Kürzlich habe ich einen Beitrag von Stephan Park gelesen (Copywriter und selbsternannter Quotenchinese), der mich sehr berührt hat. Er schrieb, dass Kreative immer arbeiten. Weil alles, das sie lesen, alles das sie hören, Arbeit ist. Museen, Magazine, Podcasts, Filme, Litfaßsäulen – sie sind Inspiration, Recherche, Wettbewerbsanalyse. Ich finde, das gilt genauso für Unternehmer·innen. Zumindest funktioniert so auch mein Kopf, mein Unternehmergeist.
Ich frage mich oft, was meine wohl Mitarbeitenden denken, wenn ich so viel unterwegs bin. Sie sehen mich auf Fotos bei Tagungen in schicken Hotels und liken Posts von Gala-Abenden oder Netzwerkveranstaltungen. Denken sie sich: „Die lässt es sich wieder gutgehen!“ . Oder denken sie sogar: „Nettes Leben, während wir hier den Laden schmeißen“?

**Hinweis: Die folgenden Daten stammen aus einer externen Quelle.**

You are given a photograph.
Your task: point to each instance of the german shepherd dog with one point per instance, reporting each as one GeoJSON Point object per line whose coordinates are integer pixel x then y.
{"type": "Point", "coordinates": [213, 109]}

Denken andere: „Nettes Leben, während wir hier den Laden schmeißen“?Vanessa Weber
Für mich sind diese Termine wichtig. Vor allem aber sind sie harte Arbeit. Klar machen sie auch Spaß – aber sie sind darum spaßig, weil es mir Freude macht, Kontakte zu knüpfen, junge Unternehmer·innen zu beraten oder mich ehrenamtlich zu engagieren. Nicht etwa, weil solche Veranstaltungen unanstrengend oder zwanglos für mich wären.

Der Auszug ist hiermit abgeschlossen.